To prevent the growth of mould and mildew leave the curtain open after showering – this allows it to dry which will discourage mould from growing.
Clean the shower curtain on a monthly basis, if it’s machine washable then wash using the hottest temperature the care label allows for. For curtains that aren’t machine washable or to remove mould and mildew stains, scrub with a bleach solution and rinse thoroughly after; bleach can rot the fabric. For a greener alternative, soak your shower curtain in a solution of soda crystals, following pack instructions. Dry well before hanging again.
In very humid bathrooms that are susceptible to mould and mildew you may want to consider replacing the shower curtain every six months to a year. But if you wash it regularly and keep the bathroom well ventilated it should last much longer.
After each use, try to air towels on a heated towel rail or a clothes airer so that they dry quickly. Otherwise, the combination of dead skin cells, bacteria and moisture makes for a nasty breeding ground that you won’t want to rub on your freshly showered skin.
Bath towels should be washed after every 3-4 uses to keep them hygienic. Use a biological detergent and wash at as high a temperature as the care label allows, this’ll help to kill most nasty moulds and bacteria. There’s no need to replace towels frequently as long as they are washed thoroughly and regularly. But replace it if the towel has a mould or mildew smell even after washing.
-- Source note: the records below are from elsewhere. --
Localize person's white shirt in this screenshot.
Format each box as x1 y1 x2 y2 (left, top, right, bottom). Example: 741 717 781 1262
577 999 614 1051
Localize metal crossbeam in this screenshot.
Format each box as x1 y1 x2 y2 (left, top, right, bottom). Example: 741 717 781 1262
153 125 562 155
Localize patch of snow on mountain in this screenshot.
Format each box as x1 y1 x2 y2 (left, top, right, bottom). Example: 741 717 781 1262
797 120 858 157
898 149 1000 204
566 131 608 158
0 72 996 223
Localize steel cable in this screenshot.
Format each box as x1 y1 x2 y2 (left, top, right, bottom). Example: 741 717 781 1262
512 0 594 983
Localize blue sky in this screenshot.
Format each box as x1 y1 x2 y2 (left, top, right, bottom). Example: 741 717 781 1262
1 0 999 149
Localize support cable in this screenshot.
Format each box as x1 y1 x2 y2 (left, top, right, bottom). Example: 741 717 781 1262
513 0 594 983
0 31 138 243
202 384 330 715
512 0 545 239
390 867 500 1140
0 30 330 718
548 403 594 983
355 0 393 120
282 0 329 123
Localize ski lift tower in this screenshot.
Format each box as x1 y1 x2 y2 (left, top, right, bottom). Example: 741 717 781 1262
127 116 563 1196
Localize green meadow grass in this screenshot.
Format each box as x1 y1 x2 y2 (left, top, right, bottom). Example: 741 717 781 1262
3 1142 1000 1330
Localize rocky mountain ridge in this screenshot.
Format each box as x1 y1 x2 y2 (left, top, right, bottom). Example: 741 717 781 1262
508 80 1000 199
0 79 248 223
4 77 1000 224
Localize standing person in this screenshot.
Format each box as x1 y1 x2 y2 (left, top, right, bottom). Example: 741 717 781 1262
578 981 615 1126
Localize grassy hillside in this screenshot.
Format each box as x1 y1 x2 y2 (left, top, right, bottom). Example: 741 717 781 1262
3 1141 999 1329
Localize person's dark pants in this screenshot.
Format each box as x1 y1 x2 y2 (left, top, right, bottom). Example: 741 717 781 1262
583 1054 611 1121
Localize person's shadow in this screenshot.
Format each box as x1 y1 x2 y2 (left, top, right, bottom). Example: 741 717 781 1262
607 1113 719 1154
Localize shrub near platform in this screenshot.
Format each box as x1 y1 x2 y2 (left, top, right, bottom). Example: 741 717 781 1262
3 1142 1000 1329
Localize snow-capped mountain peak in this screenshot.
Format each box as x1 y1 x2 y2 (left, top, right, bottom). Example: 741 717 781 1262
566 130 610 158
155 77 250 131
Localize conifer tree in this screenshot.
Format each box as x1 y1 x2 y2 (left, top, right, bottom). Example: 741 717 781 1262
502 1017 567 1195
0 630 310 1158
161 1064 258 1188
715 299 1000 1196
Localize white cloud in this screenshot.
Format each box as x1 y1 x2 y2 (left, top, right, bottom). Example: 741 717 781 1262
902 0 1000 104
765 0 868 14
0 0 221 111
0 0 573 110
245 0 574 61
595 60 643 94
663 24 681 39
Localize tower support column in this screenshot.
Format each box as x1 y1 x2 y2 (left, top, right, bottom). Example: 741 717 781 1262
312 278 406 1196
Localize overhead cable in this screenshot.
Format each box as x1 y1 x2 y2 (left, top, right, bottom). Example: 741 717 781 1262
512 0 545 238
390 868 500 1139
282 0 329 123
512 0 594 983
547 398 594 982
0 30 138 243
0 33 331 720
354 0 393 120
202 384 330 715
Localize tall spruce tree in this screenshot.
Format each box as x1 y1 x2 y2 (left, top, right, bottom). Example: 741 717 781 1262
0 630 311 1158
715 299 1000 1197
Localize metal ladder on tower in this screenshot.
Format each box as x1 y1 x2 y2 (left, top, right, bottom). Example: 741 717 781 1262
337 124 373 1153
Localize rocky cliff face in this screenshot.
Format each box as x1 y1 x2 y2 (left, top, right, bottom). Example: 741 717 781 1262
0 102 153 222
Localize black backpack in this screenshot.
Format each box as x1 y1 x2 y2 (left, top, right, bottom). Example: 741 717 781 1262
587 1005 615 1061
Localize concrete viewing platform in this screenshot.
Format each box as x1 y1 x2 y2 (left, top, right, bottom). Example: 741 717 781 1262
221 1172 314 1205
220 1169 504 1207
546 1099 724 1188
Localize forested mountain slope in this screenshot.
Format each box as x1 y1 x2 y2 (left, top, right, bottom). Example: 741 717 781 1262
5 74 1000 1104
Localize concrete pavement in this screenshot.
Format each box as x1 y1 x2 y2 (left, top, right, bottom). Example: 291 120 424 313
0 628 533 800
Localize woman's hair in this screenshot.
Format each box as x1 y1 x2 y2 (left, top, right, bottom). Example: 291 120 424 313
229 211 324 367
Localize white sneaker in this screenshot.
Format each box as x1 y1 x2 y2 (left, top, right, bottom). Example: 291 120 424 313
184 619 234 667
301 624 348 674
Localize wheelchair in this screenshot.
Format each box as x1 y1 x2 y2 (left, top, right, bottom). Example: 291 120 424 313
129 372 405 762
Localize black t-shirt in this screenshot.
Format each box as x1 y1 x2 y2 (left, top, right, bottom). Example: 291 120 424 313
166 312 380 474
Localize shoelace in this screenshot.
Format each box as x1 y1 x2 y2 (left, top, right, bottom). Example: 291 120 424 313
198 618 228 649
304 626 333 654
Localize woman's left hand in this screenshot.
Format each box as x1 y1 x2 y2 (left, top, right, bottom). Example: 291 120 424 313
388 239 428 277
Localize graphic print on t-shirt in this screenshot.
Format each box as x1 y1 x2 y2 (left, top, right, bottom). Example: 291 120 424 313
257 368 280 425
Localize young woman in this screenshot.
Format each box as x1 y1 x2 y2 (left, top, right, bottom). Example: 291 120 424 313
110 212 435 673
Disposable razors and blades
It’s all too easy to leave razor blades on until they feel blunt, which could be several weeks depending on how often you shave. In one study by Microban, between 100 and 4.9 million bacteria were found on razor blade cartridges, this can lead to rashes and even infection if you cut yourself shaving.
According to the English Shaving Company, if you shave every day replace your blade every one to two weeks, if you shave every other day, replace your blade every two to three weeks and if you shave twice a week, replace your blade every four to six weeks. Don’t leave a razor blade on for more than six weeks and after every use rinse thoroughly and dry.
Clean the showerhead weekly as part of your usual bathroom cleaning routine. For those in hard water areas the shower head can get clogged with limescale, so you’ll need to descale on a monthly basis, unscrew the shower head and soak overnight in a 50/50 solution of water and white vinegar, then rinse and re-attach. Caution: never use vinegar on gold or gold plated fittings as it can damage the finish.
According to bathroom retailer Drench, you should be replacing your shower head every 6-8 months because sediment from your tap water, as well as bacteria and mould, can build up inside. But if you can give a monthly descale and deep clean it should last a little longer.
They’re great for exfoliating skin, but that means they can get clogged with dead skin cells and bacteria, so you need to clean your loofah regularly to avoid infections from smearing bacteria back into your skin every time you use it.
After every use, rinse your loofah thoroughly and allow to dry between uses. Clean your synthetic loofah weekly by soaking in a solution of one part bleach to nine parts water, letting it soak for 5-10 minutes.
For natural loofahs soak in a solution of four tablespoons of bicarbonate of soda to every litre of water. Rinse thoroughly and allow to dry. You’ll need to replace it every four to six weeks.
We’d recommend switching to a loofah made of natural fibres which are more eco-friendly, even though they still need replacing regularly, there’s less of an environmental impact than with a synthetic plastic-based loofah.